Mutlaka sabit bir hak üzerinde konuşmanın faydası yoktur.
Meclisinde davacı ve davalı arasında ve onlara iltifatında eşit davran; böylece şerîf/üstün konumda olan, kendi lehinde davranılacağını ummasın; zayıf/güçsüz de adaletinden ümidini kesmesin.
İnsanlar, davacı ve davalılar arasında sulh caizdir. Ancak sulh, haramı helal, helali haram kılmamalıdır.
Kur’an’da ve Sünnet’te olmayan şeylerden gönlünü tırmalayan hususlarda tekrar tekrar düşün ve anla.
Delil ve şahit getirmek isteyen davacıya mühlet ver ki ona ulaşsın. Eğer delilini ortaya koyarsa hakkını alır. Yoksa aleyhine kararını verirsin.
Had cezası olarak sopalanmış ve yalancı şahitliği tecrübe edilmiş, vela/vesayet ve akrabalıktan/verasetten töhmet altında olanlar hariç; bütün Müslümanlar şahitlikte adildirler.
Allah’ın mükâfat ihsan edeceği ve karşılığını güzel vereceği mahkemede, tereddüt ve bunalmaktan, halktan incinmekten ve taraflara sert davranmaktan kaçın.”
Bunlar talimatların en çarpıcı ve bugün bize en çok lazım olanları. Ancak Hazreti Ömer talimatnamesine son noktayı, Vali’ye yönelttiği şu müthiş soruyla koyuyor:
“Buna göre senin; ‘Allah katında seni hemen rızıklandırması’ ve ‘onun rahmet hazineleri’ konusunda kanaatin nedir? Selamlar!”
Hazreti Ömer’in Ebu Musa’ya yönelttiği bu soruyu biz kendimize sorulmuş sayalım. Tıpkı talimatları bize verdiğini kabul etmemiz gerektiği gibi.

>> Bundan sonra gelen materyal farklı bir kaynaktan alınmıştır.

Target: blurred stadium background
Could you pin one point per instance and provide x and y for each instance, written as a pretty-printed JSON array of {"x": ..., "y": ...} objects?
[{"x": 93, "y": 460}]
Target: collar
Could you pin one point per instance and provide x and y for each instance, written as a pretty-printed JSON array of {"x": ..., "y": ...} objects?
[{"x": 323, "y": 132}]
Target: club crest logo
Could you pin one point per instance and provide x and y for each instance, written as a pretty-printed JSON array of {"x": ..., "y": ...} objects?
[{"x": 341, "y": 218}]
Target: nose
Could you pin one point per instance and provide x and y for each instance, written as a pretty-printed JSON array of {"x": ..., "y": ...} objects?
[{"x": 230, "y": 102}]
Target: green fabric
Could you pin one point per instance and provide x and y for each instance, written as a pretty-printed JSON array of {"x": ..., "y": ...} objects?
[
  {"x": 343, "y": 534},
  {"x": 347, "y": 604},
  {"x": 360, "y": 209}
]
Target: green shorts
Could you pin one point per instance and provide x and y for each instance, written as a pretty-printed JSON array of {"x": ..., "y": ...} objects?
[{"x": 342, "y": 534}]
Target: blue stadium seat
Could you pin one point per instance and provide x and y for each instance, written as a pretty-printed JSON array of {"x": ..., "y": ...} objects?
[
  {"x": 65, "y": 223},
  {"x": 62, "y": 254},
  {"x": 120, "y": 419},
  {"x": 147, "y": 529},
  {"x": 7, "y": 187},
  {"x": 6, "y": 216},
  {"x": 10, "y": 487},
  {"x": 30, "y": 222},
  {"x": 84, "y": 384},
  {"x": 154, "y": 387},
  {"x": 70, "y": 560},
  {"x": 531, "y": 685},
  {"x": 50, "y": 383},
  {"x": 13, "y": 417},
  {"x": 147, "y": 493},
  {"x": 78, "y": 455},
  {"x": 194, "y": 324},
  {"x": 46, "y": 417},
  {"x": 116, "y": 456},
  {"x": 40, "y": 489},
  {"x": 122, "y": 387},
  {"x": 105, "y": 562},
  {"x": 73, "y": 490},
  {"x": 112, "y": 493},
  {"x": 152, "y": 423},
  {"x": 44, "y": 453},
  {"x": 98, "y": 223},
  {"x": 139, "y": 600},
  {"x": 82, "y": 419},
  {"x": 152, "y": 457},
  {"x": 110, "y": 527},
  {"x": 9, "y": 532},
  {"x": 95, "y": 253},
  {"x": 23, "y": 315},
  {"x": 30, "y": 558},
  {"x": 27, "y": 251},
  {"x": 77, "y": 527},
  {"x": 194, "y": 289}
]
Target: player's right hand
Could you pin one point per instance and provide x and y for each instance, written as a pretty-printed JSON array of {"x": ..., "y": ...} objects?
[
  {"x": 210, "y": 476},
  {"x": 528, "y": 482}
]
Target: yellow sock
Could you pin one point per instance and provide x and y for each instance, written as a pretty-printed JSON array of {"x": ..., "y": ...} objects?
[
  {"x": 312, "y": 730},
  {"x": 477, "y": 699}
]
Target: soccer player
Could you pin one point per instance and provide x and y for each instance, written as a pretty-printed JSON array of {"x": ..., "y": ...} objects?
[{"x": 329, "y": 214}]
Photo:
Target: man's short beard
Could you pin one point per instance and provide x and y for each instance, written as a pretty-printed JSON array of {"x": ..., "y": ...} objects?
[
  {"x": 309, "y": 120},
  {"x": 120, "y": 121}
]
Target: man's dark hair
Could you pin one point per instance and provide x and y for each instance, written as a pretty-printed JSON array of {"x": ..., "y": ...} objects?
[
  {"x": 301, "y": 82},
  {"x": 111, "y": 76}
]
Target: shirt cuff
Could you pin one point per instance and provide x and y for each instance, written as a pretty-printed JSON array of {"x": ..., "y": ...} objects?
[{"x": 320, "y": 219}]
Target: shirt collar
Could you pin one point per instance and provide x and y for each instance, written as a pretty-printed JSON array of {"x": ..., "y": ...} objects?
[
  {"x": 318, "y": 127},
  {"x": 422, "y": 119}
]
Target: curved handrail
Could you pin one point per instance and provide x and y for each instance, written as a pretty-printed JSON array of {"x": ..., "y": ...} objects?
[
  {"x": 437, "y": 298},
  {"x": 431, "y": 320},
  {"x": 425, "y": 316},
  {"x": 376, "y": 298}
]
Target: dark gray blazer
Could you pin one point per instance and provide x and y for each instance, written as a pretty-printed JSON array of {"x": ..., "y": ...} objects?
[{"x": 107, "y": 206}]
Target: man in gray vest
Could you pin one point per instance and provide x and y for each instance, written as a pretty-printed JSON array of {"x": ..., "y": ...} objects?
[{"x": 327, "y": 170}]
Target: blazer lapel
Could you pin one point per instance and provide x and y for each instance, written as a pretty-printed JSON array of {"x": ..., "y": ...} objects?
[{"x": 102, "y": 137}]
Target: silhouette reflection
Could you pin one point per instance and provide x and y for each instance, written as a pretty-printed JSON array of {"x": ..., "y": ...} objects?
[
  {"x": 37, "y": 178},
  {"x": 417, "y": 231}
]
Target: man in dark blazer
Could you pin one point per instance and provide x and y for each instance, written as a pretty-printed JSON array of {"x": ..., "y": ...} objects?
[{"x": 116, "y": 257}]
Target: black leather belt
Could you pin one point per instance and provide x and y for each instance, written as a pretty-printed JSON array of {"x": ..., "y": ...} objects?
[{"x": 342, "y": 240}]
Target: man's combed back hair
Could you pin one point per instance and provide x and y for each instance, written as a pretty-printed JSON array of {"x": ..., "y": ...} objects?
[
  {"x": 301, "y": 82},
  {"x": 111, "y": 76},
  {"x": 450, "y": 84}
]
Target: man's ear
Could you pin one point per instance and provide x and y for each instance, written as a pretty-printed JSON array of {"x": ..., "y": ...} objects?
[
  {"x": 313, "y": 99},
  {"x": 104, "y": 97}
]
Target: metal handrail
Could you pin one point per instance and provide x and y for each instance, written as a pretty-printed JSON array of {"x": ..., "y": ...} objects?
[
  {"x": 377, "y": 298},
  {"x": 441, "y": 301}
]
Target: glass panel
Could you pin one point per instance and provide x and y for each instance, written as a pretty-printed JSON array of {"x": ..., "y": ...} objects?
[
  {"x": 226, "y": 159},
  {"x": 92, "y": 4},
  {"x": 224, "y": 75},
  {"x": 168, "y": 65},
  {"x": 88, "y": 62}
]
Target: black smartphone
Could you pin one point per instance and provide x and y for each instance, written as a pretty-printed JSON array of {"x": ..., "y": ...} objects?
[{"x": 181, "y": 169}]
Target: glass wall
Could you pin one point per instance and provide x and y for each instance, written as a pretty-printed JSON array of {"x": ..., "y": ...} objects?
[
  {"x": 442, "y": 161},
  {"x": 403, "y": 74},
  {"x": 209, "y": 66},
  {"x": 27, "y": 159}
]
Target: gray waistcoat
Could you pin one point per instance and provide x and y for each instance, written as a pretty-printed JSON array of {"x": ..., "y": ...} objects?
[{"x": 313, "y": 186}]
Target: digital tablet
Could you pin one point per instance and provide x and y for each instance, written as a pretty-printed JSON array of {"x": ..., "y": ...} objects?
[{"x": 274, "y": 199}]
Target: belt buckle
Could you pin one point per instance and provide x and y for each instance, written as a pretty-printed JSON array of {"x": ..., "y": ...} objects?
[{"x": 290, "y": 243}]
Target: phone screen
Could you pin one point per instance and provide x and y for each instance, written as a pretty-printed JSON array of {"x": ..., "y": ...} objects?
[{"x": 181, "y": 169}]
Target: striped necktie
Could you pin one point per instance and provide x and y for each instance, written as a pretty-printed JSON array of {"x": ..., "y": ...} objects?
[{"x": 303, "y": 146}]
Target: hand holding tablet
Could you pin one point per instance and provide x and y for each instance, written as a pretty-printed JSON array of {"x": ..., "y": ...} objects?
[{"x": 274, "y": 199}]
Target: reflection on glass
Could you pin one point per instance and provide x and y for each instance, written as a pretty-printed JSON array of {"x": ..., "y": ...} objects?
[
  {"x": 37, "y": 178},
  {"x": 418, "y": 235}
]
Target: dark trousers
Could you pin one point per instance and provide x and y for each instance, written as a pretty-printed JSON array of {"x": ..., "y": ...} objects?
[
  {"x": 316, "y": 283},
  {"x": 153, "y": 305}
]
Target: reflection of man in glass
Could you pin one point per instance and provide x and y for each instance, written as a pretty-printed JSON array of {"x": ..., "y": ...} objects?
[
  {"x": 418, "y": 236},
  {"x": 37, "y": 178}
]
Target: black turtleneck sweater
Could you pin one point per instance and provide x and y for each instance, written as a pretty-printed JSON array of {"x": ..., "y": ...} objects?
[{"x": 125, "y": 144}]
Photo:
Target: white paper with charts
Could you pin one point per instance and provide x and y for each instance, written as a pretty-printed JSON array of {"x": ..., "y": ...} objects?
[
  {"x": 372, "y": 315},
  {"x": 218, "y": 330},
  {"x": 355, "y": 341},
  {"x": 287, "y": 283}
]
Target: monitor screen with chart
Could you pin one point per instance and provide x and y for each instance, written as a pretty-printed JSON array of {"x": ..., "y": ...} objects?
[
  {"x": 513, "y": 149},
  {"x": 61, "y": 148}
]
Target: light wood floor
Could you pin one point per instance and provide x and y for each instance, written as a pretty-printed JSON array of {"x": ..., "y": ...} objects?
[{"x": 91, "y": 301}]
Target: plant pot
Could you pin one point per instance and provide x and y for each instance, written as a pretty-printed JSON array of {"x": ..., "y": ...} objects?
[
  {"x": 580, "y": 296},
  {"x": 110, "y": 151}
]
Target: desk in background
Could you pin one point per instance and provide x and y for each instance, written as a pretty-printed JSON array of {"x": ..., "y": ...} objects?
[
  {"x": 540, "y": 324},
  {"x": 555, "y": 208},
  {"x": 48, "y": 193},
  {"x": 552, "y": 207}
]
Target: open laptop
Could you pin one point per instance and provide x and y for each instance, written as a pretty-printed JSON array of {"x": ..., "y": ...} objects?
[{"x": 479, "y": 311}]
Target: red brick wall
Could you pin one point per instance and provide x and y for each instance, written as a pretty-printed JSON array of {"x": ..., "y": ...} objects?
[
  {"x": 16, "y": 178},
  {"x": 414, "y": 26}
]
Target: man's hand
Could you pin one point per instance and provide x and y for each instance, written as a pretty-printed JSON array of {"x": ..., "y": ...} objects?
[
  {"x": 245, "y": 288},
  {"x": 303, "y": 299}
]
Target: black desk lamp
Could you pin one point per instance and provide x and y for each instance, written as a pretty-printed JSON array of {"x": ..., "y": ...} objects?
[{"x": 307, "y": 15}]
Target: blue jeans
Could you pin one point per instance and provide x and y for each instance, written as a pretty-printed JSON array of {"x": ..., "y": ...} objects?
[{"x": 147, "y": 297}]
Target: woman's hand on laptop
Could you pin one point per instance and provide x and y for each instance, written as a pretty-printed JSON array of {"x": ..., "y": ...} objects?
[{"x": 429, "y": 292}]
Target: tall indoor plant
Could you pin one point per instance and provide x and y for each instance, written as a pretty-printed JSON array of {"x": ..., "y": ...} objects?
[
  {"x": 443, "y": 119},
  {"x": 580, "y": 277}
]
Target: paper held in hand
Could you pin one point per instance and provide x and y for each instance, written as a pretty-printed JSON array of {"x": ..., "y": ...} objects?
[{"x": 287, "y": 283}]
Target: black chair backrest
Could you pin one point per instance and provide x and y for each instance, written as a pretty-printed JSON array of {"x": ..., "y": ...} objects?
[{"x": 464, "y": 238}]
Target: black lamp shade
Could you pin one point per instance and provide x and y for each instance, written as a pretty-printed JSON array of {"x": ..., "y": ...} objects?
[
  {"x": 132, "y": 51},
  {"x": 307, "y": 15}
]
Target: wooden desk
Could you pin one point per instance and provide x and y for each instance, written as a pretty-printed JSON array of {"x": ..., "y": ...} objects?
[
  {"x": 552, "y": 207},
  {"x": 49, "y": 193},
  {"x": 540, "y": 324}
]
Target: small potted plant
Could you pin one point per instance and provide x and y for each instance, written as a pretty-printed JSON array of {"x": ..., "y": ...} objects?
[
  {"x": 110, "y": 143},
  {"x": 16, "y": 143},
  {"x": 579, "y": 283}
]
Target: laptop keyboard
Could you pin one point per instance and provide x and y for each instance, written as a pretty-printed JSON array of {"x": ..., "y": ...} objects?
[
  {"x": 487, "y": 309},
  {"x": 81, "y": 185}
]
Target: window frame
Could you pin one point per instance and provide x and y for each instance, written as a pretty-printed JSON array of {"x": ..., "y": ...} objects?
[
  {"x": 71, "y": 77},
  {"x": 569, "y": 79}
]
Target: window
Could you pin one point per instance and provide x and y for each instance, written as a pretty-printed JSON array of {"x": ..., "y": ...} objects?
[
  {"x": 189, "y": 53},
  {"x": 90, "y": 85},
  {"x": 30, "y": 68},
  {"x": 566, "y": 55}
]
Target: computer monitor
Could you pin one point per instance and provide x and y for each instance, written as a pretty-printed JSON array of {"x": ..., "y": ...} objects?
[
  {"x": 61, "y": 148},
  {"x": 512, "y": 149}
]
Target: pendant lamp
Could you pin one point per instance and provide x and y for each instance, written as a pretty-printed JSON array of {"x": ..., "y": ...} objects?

Hz. Ömer’in hayatını hayatımız yapabilmek
Vakti, merakı ve zihnî kapasitesi müsait olan biri elbette onun fiziki özelliklerini ve biyografisini de tüm detaylarıyla öğrenmeyi kendine vazife edinebilir. Ancak -bence- asıl olan; hayatını hayatımız yapabilmektir.
Hazreti Ömer, hilafet kendisine geçtiği zaman, “İçinizde haksızlığa uğrayan ve kendisine zulmedilen olursa bana haber versin. Çünkü ben de sizin gibi bir insanım!” demiş. Kendisi halifeyken, halktan biriyle yaşadığı anlaşmazlıkta başka birini hâkim tayin edip, halifeliğinden ötürü kendisine ayrıcalık tanınmasına izin vermemiş. Kendi oğlunu içki yasağını ihlal ettiği için had cezası ile bizzat cezalandırmış.
İşte Hazreti Ömer böyle bir insan! Saçının rengini ve ne yana taradığını; kaç kere evlendiğini; hangi yemekleri sevdiğini; tam olarak Hicret’in kaçıncı senesinde doğup, kaçıncı senesinde vefat ettiğini bilmiyorum. Bildiğim şu ki; adil bir insan olmak istiyorsak, O’nu kendimizde yaşatmamız gerekir.